Providers come in two flavors: ContentProviders and StyleProviders. As their names suggest, ContentProviders are responsible for fetching the source of the content being delivered, while StyleProviders handle getting the source of the stylesheets to be used to transform that content. The default class for both types, Apache::AxKit::Provider::File, reads data from XML sources on the filesystem. Alternate classes can be configured for both the ContentProvider and the StyleProvider for a given resource using the corresponding AxKit configuration directive:
# Set each type of Provider explicitly AxContentProvider My::Provider AxStyleProvider My::Other::Provider # Or, configure both to use the same alternate class AxProvider My::Generic::Provider
Custom Providers can be used to fetch content from non-XML data, to get XML data from sources other than flat files, or a combination of the two.

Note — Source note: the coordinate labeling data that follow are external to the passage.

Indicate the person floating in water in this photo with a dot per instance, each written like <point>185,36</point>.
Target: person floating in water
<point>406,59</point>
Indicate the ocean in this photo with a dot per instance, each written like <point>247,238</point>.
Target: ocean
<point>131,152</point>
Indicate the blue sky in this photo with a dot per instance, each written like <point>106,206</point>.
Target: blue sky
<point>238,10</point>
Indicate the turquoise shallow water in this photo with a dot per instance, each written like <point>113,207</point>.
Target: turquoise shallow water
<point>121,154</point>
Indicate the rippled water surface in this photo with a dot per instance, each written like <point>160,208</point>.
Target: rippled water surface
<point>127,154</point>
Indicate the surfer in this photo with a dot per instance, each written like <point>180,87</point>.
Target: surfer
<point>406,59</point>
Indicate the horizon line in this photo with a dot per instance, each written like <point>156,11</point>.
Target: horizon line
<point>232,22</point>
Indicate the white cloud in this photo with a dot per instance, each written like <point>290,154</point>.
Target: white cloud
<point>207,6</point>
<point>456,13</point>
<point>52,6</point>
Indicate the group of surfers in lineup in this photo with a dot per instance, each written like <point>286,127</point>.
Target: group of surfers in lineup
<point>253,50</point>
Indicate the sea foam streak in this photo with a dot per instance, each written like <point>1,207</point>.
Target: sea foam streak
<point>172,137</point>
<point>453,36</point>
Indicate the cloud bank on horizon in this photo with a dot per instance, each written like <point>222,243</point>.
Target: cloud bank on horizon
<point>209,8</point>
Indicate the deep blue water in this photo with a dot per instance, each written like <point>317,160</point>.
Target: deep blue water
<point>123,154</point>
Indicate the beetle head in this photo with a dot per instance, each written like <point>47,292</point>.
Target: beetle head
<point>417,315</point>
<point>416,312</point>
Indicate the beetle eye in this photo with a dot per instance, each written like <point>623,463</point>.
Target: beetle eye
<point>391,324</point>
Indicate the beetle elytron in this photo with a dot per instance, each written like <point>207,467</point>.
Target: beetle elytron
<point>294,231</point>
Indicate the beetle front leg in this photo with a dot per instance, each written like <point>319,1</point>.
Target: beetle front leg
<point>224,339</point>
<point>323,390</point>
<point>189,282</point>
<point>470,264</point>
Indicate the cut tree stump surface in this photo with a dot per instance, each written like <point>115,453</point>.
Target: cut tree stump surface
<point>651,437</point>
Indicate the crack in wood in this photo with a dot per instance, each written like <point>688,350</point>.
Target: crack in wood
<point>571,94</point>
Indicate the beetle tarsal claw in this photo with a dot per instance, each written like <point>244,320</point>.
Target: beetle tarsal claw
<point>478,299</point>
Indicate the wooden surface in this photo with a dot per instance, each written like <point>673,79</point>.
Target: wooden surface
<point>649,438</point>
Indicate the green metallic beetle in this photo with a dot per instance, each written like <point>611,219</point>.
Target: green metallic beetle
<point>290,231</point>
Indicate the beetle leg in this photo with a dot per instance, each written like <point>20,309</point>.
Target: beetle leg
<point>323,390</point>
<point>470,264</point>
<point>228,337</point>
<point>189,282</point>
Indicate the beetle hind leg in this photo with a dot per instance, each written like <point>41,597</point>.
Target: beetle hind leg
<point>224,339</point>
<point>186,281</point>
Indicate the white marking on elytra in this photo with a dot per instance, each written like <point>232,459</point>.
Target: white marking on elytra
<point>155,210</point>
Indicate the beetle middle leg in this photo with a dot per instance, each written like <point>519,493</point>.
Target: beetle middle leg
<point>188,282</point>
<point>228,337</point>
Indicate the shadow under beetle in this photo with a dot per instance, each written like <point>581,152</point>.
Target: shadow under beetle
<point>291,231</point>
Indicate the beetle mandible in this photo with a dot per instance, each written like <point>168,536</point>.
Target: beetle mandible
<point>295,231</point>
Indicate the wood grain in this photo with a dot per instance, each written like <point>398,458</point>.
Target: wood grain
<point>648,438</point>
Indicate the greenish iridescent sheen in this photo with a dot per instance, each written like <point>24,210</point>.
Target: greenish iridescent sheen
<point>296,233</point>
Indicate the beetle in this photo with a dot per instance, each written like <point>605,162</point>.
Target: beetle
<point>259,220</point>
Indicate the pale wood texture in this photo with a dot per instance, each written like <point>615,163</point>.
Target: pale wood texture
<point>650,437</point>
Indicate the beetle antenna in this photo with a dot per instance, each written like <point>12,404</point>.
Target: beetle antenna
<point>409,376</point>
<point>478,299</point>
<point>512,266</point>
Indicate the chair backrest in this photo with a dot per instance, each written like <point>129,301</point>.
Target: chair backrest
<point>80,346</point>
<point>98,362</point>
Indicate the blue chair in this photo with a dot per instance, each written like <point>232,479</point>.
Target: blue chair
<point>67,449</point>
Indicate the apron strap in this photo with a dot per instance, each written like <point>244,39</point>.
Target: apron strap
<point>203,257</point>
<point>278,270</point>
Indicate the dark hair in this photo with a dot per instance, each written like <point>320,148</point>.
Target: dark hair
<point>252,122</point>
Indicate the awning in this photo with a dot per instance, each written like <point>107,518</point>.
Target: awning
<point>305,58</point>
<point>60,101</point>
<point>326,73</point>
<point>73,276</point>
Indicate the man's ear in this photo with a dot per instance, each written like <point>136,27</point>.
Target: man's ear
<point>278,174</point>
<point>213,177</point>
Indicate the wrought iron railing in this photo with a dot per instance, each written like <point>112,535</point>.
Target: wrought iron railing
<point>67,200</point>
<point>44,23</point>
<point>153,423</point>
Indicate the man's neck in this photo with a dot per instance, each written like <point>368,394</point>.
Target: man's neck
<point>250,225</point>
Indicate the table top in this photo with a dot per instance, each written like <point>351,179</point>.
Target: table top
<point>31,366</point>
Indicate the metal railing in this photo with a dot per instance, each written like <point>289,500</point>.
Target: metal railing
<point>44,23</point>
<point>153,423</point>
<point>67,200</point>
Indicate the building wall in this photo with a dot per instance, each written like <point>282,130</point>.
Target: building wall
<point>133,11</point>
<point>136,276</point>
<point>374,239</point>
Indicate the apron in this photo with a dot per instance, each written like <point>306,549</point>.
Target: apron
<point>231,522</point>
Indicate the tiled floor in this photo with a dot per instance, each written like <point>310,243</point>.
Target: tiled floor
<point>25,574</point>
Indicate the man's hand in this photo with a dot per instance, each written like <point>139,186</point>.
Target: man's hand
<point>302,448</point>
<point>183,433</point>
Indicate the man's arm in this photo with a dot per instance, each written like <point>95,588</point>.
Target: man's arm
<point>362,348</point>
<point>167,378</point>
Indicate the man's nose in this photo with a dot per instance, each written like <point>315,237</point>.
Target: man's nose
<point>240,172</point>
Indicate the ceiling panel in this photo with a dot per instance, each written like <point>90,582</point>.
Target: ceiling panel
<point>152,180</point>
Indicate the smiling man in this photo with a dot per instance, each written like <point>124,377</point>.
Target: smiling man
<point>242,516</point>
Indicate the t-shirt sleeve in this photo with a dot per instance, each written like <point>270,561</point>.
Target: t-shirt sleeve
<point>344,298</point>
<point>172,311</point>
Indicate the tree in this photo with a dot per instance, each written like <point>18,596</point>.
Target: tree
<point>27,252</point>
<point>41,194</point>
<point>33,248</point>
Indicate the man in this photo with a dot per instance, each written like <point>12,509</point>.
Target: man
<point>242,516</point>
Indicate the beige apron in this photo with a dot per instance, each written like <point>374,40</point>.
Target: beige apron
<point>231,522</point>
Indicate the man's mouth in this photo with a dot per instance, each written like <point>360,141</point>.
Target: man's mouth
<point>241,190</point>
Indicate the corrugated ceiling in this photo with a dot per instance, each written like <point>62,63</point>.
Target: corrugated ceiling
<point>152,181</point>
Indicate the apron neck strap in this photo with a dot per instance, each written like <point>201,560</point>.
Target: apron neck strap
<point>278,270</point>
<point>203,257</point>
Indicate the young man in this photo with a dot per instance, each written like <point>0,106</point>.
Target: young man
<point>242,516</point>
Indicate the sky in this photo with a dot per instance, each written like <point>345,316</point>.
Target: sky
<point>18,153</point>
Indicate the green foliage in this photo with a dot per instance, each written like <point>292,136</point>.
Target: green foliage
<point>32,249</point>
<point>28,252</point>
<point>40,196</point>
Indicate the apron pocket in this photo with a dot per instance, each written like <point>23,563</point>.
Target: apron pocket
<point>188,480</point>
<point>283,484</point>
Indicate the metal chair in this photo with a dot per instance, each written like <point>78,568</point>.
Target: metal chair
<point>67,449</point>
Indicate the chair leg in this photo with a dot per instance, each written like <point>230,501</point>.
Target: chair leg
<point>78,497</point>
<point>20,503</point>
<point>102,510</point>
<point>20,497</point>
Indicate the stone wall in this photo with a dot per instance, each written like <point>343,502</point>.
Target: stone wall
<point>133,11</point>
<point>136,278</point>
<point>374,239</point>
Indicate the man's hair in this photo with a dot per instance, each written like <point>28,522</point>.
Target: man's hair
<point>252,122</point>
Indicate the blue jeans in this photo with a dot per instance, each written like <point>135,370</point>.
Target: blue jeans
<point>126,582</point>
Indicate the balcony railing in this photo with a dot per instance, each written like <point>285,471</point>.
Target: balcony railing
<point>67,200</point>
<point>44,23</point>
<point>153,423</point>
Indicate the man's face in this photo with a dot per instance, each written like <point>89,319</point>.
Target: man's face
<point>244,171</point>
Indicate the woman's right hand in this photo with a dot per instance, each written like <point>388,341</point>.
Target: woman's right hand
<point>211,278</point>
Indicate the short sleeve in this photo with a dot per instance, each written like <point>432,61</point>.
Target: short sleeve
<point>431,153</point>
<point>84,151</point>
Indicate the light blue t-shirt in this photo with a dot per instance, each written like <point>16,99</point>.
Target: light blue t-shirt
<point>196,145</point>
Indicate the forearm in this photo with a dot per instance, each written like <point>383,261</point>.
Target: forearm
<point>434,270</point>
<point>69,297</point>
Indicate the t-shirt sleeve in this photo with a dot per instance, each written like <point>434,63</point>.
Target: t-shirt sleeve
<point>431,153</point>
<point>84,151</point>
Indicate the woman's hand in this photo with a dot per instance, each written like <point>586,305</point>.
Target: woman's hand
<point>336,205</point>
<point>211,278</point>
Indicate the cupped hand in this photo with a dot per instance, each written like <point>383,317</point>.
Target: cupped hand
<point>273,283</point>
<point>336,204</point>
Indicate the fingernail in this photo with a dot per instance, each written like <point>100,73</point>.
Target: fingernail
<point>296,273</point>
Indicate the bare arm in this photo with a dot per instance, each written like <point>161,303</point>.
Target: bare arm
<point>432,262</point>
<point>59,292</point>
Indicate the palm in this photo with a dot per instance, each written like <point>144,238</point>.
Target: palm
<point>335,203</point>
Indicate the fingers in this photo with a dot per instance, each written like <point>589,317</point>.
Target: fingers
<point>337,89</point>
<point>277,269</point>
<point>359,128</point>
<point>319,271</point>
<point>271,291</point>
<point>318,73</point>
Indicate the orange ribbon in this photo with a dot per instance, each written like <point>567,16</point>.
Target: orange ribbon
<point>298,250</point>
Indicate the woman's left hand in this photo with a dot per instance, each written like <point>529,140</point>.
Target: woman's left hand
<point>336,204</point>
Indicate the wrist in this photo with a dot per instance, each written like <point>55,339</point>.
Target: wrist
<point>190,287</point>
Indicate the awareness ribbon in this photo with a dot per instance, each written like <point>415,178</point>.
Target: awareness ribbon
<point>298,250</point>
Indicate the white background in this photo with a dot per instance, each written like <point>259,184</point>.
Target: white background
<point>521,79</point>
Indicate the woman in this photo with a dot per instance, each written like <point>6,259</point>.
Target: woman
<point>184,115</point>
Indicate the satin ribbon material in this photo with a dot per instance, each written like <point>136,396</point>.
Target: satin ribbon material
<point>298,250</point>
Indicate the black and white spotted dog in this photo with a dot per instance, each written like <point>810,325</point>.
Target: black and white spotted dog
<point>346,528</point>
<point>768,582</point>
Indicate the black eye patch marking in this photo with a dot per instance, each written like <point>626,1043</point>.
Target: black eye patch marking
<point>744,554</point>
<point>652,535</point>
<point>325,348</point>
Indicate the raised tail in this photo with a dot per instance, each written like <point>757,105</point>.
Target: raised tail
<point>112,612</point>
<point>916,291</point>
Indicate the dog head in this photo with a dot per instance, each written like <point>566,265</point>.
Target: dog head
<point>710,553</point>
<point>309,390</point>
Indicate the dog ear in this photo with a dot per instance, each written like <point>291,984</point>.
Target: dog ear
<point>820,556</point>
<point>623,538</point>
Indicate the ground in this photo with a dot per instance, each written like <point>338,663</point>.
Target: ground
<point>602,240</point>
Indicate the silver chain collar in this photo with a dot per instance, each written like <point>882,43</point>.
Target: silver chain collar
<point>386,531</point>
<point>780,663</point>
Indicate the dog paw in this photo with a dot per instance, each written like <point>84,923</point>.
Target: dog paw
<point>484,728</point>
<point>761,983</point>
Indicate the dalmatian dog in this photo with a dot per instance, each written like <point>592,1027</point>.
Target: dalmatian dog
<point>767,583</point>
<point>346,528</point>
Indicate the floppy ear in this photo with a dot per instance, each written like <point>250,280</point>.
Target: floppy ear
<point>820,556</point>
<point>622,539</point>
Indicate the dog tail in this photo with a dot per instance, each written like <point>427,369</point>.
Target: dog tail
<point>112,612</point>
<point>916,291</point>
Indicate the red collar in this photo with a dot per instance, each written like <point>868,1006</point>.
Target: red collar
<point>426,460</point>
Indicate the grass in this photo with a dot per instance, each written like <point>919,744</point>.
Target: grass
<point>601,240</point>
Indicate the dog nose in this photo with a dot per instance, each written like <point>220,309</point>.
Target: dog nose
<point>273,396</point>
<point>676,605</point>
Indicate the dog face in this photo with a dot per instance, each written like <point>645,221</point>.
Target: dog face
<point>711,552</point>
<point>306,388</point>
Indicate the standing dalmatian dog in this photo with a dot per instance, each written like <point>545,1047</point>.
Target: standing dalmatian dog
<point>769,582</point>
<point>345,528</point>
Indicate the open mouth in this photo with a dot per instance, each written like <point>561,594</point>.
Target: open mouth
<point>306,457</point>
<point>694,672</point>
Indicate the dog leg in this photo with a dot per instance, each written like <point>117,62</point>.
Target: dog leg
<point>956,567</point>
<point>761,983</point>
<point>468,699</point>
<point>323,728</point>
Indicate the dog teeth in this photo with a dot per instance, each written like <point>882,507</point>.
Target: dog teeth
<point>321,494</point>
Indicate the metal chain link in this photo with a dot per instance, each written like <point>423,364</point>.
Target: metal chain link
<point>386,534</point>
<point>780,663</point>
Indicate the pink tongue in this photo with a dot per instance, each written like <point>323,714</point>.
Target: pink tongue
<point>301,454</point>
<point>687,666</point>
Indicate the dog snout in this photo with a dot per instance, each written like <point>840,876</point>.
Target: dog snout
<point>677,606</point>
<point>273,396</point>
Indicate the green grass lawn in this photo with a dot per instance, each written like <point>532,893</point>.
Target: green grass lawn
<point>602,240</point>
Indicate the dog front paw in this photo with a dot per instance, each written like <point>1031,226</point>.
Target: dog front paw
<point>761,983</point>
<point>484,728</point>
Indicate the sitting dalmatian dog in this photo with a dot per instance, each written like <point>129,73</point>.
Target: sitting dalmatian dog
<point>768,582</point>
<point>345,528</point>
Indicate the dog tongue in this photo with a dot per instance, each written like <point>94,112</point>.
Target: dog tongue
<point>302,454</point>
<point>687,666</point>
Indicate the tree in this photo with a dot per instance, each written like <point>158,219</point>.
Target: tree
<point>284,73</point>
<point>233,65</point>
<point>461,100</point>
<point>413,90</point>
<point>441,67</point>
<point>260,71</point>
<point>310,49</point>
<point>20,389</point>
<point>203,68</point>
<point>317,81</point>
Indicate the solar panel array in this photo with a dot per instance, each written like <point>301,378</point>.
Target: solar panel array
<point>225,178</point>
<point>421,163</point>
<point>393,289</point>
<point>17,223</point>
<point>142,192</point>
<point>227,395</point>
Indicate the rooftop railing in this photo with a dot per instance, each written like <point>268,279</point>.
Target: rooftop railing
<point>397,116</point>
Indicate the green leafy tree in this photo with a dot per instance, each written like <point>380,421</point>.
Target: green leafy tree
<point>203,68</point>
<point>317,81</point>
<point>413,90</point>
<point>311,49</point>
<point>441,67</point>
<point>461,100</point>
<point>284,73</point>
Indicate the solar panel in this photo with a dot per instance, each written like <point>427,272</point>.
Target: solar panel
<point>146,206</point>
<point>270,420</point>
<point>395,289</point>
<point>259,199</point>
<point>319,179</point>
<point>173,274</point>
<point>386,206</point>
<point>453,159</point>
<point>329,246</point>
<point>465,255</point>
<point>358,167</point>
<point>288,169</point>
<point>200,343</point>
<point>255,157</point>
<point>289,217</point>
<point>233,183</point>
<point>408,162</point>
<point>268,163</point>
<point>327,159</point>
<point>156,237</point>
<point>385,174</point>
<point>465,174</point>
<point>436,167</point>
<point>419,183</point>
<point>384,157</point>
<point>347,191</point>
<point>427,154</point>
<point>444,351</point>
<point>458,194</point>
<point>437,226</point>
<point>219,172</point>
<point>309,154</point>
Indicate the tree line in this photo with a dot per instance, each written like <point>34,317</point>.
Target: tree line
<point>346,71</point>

In some cases, you are looking to take advantage of Perl’s capable XML tools and other data processing facilities to generate an XML instance based on another source of data. In others, you simply want to read in XML for a source other than a plain file on the disk. For example, some Providers may use a SAX generator class to dynamically generate an XML document from a directory listing or Excel spreadsheet, while others may be used to extract existing XML content from a zip archive or relational database.
But wait, as you saw in Chapter 7, AxKit offers several fine options for generating dynamic content, so why would you use a Provider instead of a taglib? There is no hard and fast rule, but, in general, defining the real source of the content decides the matter. For example, a shopping cart application that includes a list of products from a database is probably best implemented through a taglib, while a content management system that returns a complete document from the same database may best be integrated into AxKit as a custom ContentProvider. That is, in the shopping cart page, the product list is only one component that is included into the content, while the data returned from the CMS defines the content. This distinction may seem a bit arbitrary, and from a technical point of view, it is, given that either task could be achieved by either means. Spending a few minutes considering the best approach for the task at hand can save hours of development time in the long run.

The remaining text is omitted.